You sit down across the table from someone you just met. You just happened to strike up a conversation in a public setting and decide to sit down together to talk some more. After just a couple of minutes, the conversation takes a turn, and this person starts telling you your own life story! Imagine they make a comment about your past, so specific that you are stunned because there is no way this stranger could have known that. In fact, it is something that very few people know about you, and you do not talk about often because it is embarrassing. How do they know? Why do they bring this up? What could all this mean?

 

Two thousand years ago, just outside of a town called Sychar in the region of Samaria, there was a woman, whose name we are not told, who had an experience quite similar to the one mentioned above when she met Jesus at a well. First, it is important to note the social dynamics at play between these two people. Jews and Samaritans had great social tension between them that went back centuries. They did not like each other at all. Jews especially viewed Samaritans with intense hatred, and would go to great lengths not to have to travel through Samaria. As John puts it in John 4:9, “Jews have no dealings with Samaritans.”  Despite this, Jesus takes His apostles through Samaria, sits down at a well to rest, and sends His apostles into town to buy food (4:6-7). The woman quickly acknowledges the unexpectedness and abnormality of Jesus addressing her at all, much less striking up a conversation with her, when she says, “How is it, that you, a Jew, ask for a drink from me, a woman of Samaria?” (4:9).
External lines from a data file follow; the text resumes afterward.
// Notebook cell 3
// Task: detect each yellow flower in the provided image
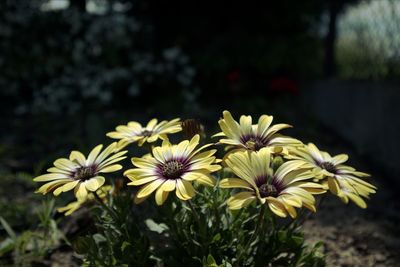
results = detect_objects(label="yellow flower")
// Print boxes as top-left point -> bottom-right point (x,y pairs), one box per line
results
33,142 -> 127,200
290,143 -> 376,208
57,185 -> 112,216
107,119 -> 182,148
219,148 -> 326,218
124,135 -> 221,205
214,111 -> 300,152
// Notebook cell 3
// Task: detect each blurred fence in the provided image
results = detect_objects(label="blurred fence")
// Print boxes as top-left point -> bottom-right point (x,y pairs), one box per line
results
305,81 -> 400,182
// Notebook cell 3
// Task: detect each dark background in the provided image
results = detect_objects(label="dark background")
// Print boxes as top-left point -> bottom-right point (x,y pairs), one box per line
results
0,0 -> 400,266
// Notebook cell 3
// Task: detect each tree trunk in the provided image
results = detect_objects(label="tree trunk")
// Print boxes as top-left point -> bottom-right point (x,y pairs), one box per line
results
324,0 -> 340,78
69,0 -> 86,12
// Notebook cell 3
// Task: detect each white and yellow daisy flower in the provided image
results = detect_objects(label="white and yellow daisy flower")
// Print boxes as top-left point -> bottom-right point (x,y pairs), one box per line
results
107,118 -> 182,148
33,142 -> 127,200
214,110 -> 301,152
124,135 -> 221,205
219,148 -> 326,218
290,143 -> 376,208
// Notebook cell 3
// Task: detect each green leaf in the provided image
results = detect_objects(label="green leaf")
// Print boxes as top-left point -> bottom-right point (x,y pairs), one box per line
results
0,216 -> 17,240
0,238 -> 15,257
93,233 -> 107,244
121,241 -> 131,252
207,254 -> 218,267
145,219 -> 168,234
212,233 -> 221,242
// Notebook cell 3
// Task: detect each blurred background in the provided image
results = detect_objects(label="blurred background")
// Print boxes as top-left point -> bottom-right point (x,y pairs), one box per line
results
0,0 -> 400,266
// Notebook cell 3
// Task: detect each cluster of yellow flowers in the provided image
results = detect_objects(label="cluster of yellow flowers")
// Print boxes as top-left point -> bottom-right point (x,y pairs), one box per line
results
34,111 -> 376,218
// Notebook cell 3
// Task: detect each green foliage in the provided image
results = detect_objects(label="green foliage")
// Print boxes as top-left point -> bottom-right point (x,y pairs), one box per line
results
73,193 -> 154,266
73,184 -> 325,267
0,200 -> 64,266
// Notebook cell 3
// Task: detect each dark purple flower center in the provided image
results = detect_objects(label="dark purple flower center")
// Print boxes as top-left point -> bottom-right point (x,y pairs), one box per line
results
160,159 -> 186,179
255,175 -> 284,197
142,130 -> 153,137
318,161 -> 337,173
258,184 -> 278,197
71,165 -> 97,181
240,135 -> 268,151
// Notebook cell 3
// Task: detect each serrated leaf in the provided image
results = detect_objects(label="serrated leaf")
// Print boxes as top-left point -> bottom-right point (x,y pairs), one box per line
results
0,238 -> 15,256
121,241 -> 131,252
92,234 -> 107,244
212,233 -> 221,242
207,254 -> 218,267
0,216 -> 17,240
144,219 -> 169,234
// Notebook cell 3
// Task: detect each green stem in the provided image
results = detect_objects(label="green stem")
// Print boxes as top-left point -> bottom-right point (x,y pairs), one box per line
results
93,192 -> 119,223
238,204 -> 267,264
186,200 -> 207,256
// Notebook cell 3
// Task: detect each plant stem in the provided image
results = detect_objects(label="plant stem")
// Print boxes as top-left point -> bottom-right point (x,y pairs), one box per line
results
187,200 -> 207,256
238,204 -> 267,264
93,192 -> 119,223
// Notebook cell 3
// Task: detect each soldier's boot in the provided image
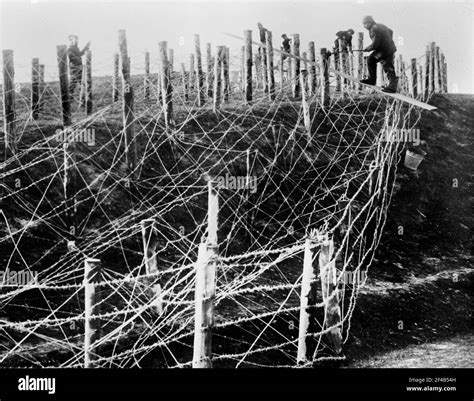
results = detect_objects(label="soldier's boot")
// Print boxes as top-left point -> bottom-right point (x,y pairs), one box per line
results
382,77 -> 398,93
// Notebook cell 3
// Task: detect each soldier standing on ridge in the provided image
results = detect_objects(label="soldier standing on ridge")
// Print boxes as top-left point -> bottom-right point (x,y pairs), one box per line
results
334,29 -> 354,53
67,35 -> 91,97
360,15 -> 398,93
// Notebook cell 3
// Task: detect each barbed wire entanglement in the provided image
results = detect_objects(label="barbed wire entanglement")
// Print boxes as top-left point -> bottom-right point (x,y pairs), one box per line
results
0,32 -> 444,367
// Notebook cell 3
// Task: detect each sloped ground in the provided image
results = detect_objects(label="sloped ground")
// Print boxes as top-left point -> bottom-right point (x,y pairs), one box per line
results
346,94 -> 474,367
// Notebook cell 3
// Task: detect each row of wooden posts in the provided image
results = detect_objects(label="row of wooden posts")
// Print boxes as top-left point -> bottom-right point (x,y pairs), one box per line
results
3,30 -> 448,152
84,180 -> 342,368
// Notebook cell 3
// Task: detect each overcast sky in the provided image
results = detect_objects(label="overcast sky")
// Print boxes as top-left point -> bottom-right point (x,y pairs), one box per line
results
0,0 -> 474,93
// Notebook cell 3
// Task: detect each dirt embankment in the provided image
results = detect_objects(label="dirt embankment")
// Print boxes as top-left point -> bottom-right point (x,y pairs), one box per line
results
346,94 -> 474,367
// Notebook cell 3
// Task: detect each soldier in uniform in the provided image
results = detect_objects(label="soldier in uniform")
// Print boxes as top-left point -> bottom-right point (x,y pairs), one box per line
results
67,35 -> 90,97
334,29 -> 354,53
361,15 -> 398,93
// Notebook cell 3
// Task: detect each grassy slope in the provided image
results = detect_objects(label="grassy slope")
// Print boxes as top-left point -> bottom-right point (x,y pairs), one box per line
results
340,94 -> 474,367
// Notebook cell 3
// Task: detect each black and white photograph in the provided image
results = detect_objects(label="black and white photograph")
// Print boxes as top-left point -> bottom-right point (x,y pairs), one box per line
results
0,0 -> 474,401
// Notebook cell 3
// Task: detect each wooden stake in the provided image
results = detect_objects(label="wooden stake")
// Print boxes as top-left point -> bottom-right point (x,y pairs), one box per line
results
300,74 -> 311,142
308,42 -> 318,96
193,180 -> 218,368
118,30 -> 138,179
429,42 -> 435,93
56,45 -> 71,127
377,63 -> 384,87
189,54 -> 196,90
143,52 -> 150,99
266,31 -> 275,100
3,50 -> 17,153
244,30 -> 252,102
194,34 -> 205,106
357,32 -> 364,90
84,258 -> 102,368
112,53 -> 120,102
297,238 -> 318,364
338,39 -> 348,92
291,33 -> 301,99
168,49 -> 174,75
158,41 -> 174,131
213,46 -> 225,113
31,58 -> 39,120
320,47 -> 329,106
140,219 -> 163,315
206,43 -> 214,98
181,63 -> 189,101
423,45 -> 431,101
435,46 -> 443,93
222,46 -> 230,102
319,235 -> 342,354
411,58 -> 418,98
38,64 -> 46,111
280,53 -> 285,93
84,50 -> 92,115
418,64 -> 425,98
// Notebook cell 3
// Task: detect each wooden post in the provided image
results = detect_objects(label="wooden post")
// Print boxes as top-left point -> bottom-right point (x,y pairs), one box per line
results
297,238 -> 318,364
181,63 -> 189,101
253,52 -> 262,90
213,46 -> 225,113
411,58 -> 418,98
38,64 -> 46,111
158,41 -> 174,131
189,54 -> 195,90
244,29 -> 252,102
291,33 -> 301,99
193,180 -> 218,368
429,42 -> 435,93
31,58 -> 39,120
435,46 -> 443,93
112,53 -> 120,102
56,45 -> 71,126
319,234 -> 342,354
140,219 -> 163,315
265,31 -> 275,100
300,74 -> 311,143
206,43 -> 214,98
143,52 -> 150,99
84,50 -> 92,115
377,63 -> 384,86
418,64 -> 425,98
280,53 -> 285,93
222,46 -> 230,102
308,42 -> 318,96
357,32 -> 364,90
194,34 -> 205,106
338,39 -> 347,95
259,34 -> 268,93
84,258 -> 102,368
441,53 -> 448,93
320,47 -> 329,106
168,49 -> 174,74
2,49 -> 17,153
423,45 -> 431,101
118,30 -> 137,179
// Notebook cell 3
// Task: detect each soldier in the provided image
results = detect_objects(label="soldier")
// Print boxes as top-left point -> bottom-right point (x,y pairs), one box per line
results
67,35 -> 91,97
360,15 -> 398,93
334,29 -> 354,53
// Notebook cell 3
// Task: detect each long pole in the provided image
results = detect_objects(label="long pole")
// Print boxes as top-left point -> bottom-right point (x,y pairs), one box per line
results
3,50 -> 17,153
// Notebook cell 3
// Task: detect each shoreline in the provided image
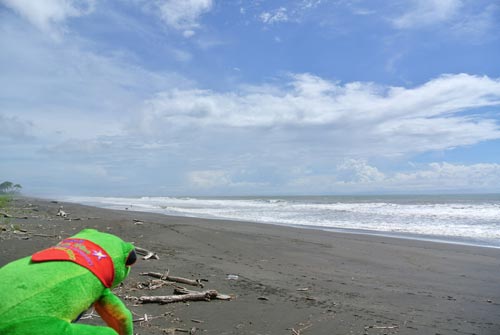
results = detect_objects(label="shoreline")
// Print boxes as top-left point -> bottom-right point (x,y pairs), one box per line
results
60,195 -> 500,252
63,194 -> 500,249
0,198 -> 500,335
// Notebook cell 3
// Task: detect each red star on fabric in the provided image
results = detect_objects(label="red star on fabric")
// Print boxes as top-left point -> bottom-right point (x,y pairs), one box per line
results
92,250 -> 107,261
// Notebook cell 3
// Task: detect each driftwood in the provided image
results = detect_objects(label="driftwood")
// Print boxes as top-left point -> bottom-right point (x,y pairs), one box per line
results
125,289 -> 231,304
0,212 -> 12,218
135,247 -> 160,260
141,271 -> 203,287
56,208 -> 68,218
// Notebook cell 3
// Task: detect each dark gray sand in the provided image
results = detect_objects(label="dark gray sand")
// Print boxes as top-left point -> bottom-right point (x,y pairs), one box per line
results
0,198 -> 500,335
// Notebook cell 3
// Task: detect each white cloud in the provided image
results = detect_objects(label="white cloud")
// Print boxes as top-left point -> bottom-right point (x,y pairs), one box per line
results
288,159 -> 500,193
393,0 -> 463,29
0,114 -> 33,141
259,7 -> 289,24
386,162 -> 500,192
134,74 -> 500,156
155,0 -> 213,37
0,0 -> 95,38
0,18 -> 185,140
451,5 -> 499,43
188,170 -> 231,188
336,158 -> 385,184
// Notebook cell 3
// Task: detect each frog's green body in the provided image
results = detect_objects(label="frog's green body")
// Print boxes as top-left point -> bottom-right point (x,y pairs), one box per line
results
0,229 -> 135,335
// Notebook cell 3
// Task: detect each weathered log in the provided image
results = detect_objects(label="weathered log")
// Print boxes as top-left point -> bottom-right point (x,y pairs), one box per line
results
135,247 -> 160,260
141,271 -> 203,287
0,212 -> 12,218
138,290 -> 218,304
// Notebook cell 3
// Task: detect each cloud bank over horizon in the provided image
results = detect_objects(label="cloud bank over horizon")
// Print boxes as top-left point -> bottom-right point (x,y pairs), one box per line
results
0,0 -> 500,195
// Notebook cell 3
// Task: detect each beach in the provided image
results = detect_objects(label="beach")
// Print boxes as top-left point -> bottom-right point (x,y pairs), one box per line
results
0,197 -> 500,335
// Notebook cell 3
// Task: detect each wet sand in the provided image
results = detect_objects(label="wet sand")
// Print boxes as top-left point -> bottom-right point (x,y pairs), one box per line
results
0,198 -> 500,335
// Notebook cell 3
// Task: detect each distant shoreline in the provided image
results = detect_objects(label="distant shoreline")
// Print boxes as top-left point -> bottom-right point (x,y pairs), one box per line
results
0,198 -> 500,335
61,194 -> 500,248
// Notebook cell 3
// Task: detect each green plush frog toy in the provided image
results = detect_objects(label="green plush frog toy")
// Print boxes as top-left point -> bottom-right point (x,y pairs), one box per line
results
0,229 -> 136,335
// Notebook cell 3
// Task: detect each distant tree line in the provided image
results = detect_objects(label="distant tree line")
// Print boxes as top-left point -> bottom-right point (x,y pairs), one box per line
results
0,181 -> 23,194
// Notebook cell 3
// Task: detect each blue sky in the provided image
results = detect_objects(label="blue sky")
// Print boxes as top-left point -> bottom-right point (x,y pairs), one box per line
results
0,0 -> 500,195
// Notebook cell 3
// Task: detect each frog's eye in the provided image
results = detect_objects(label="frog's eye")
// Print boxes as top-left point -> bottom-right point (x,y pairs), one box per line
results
125,250 -> 137,266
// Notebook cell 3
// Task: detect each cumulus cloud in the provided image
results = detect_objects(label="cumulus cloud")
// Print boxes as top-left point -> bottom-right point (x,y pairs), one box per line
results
288,159 -> 500,193
134,74 -> 500,156
188,170 -> 231,188
393,0 -> 463,29
0,0 -> 95,38
155,0 -> 213,37
0,114 -> 33,141
259,7 -> 289,24
388,162 -> 500,192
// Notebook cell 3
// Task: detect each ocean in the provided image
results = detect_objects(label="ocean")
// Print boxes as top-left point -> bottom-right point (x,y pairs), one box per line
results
60,194 -> 500,248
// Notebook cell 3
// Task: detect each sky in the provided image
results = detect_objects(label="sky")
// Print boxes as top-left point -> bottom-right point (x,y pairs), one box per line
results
0,0 -> 500,196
Jesus answers by referring to “the gift of God,” and “living water,” and His comments seem to confuse the woman at first, but over time, she becomes convinced that He is the Christ. Her main reason for believing He is who He claims to be? As she puts it, “He told me all that I ever did.”

 

What happened was, after speaking to the woman about eternal life, Jesus asked her to go get her husband and come back to Him to talk some more. She had not mentioned this ahead of time, but He knew (as the Omniscient God Incarnate) that she had in fact been married five times and was currently living in a sinful relationship with a man she was not married to. We are not told why she had been married five times or what the exact situation is with the man she is currently with is, but we can imagine that her past would have been a source of great shame and heartache for her. Imagine the awkwardness, sadness, bitterness, and pain that would come from five failed marriages. Then add to it the guilt associated with her current relationship. Beyond all of that, though, her painful past is being trudged up all of a sudden by a man who from her perspective, does not know her at all! The truth, though, is that He knew her before she was born! What a powerful thought!

 

We all react different ways to feeling guilty. I would imagine for many of us, if our past sins were brought up unexpectedly in a conversation with a stranger, we might take offense to that and not want to keep talking, or just be so embarrassed and ashamed that we look for an escape. However, as this woman talks with Jesus, she is appropriately convicted of her sin, and His talk of eternal life and God’s gift to mankind starts to make sense. He was here to save people from their sins, not by sweeping them under the rug, but by addressing them head-on and overcoming them with His own blood! She certainly did not understand all that that meant just from their interaction at the well, but the ball was rolling. All because He told her all that she ever did.

 

As we look at the skeletons in our closets and the shameful parts of our pasts that only God Himself fully sees and comprehends, may we first be convicted of the high price that sin has, but also find overwhelming comfort in the fact that Jesus died for us, “while we were yet sinners” (Romans 5:8, 6:23).

 

It is only when we look at Jesus’ description, price, and payment for our sin that we can fully acknowledge that He is “indeed the Savior of the world” (John 4:45).